Why the Green Party Opposes Proposition 42
by reader
Friday May 23rd, 2014 11:21 AM
"The Green Party is concerned that Governor Brown and the state legislature are using various tactics - like Propositions 30 and 42, as well as the termination of redevelopment agencies without backfilling funding for cities to meet their housing element mandates - to create the illusion that the state is fiscally sound, and its structural deficit has been addressed. In reality, the state too often shifts the burden for its responsibilities to local government, without ensuring funding for them."
Why the Green Party opposes Proposition 42
Tuesday, June 3, 2014

Grassroots Democracy is one of the Key Values of the Green Party. We take transparency and access to information about one’s government very seriously.

That is why Proposition 42 – sponsored by the state legislature – is so disappointing. Either democracy is taken seriously, or it is not.

Proposition 42 would amend the state constitution to mandate local government agencies comply with various state laws providing for public access to local government meetings and records of government officials. This would apply to cities, counties, and school and community college districts, as well as park, fire, water and other special districts.

But Proposition 42 would also eliminate the state’s traditional responsibility to reimburse local governments for their costs to implement these laws, including certain parts of the Public Records Act – representing an annual cost shift in the tens of millions of dollars, as estimated by the California Legislative Analyst.

Local governments are often on very tight budgets.
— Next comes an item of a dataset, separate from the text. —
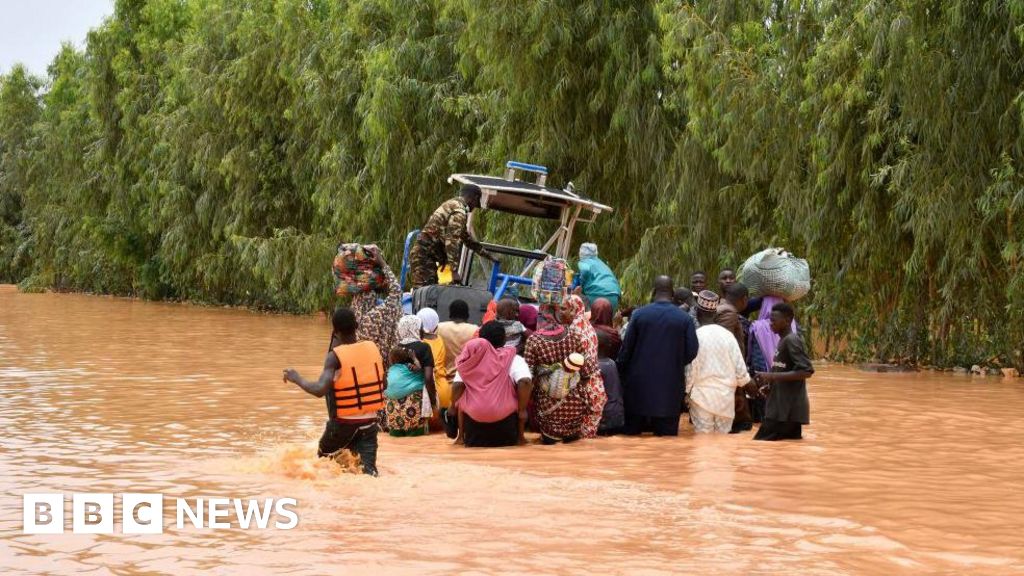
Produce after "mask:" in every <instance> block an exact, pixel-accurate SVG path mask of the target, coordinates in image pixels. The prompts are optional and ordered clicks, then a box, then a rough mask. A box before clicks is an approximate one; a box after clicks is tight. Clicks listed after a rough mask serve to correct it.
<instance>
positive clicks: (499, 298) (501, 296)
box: [487, 262, 534, 300]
They also have far fewer tools to raise revenue than the state, and the tools they do have are often more regressive than those available to the state.
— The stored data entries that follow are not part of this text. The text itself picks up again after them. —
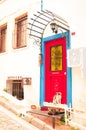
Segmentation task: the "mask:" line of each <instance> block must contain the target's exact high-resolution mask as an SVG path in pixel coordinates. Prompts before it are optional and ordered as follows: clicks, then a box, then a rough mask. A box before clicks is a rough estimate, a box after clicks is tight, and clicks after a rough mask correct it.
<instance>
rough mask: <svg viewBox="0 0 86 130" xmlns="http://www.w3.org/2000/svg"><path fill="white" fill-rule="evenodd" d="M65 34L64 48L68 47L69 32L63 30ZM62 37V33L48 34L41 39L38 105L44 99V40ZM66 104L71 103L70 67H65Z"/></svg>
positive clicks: (44, 79) (40, 104) (69, 39)
mask: <svg viewBox="0 0 86 130" xmlns="http://www.w3.org/2000/svg"><path fill="white" fill-rule="evenodd" d="M65 36H66V39H67V40H66V48H67V50H68V49H70V47H71V46H70V32H69V31H68V32H65ZM61 37H63V34H62V33H61V34H56V35H53V36H49V37H46V38H43V39H42V64H41V66H40V105H41V106H42V105H43V102H44V101H45V87H44V86H45V84H44V83H45V78H44V76H45V66H44V65H45V63H44V61H45V59H44V58H45V50H44V49H45V43H46V41H50V40H54V39H57V38H61ZM67 104H68V105H69V106H70V104H71V105H72V72H71V68H69V67H67Z"/></svg>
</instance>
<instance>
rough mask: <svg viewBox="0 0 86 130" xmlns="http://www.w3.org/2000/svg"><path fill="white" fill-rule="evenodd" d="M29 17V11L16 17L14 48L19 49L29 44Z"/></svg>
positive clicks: (14, 48)
mask: <svg viewBox="0 0 86 130" xmlns="http://www.w3.org/2000/svg"><path fill="white" fill-rule="evenodd" d="M27 19H28V15H27V13H25V14H23V15H21V16H19V17H17V18H16V19H15V29H14V33H13V49H19V48H23V47H26V46H27Z"/></svg>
Transparency in government should not be dependent upon the finances or practices of any particular local government agency. Transparency should be even and guaranteed across all jurisdictions. The abdication of this in Proposition 42 is an example of what is wrong with our state’s priorities.

Instead of seeking a more progressive tax code to sustainably address our state’s structural deficit, and perhaps give local government more revenue raising ability, the state legislature nickels and dimes our democracy with unfunded mandates like Proposition 42.

This isn’t the first such self-induced wound to open government.

In 2012, a little known provision of Governor Brown’s Proposition 30 ended the state’s responsibility for the costs of local government agency compliance with the open meeting procedures of the Ralph M. Brown Act. Proposition 42 would expand that negative trend.

The Green Party is concerned that Governor Brown and the state legislature are using various tactics - like Propositions 30 and 42, as well as the termination of redevelopment agencies without backfilling funding for cities to meet their housing element mandates - to create the illusion that the state is fiscally sound, and its structural deficit has been addressed. In reality, the state too often shifts the burden for its responsibilities to local government, without ensuring funding for them.

For all these reasons the Green Party recommends a ‘No’ vote on Proposition 42. In its place, the state should continue to fund these services through progressive tax reform on the state level, and/or give local government more progressive tools to raise revenues.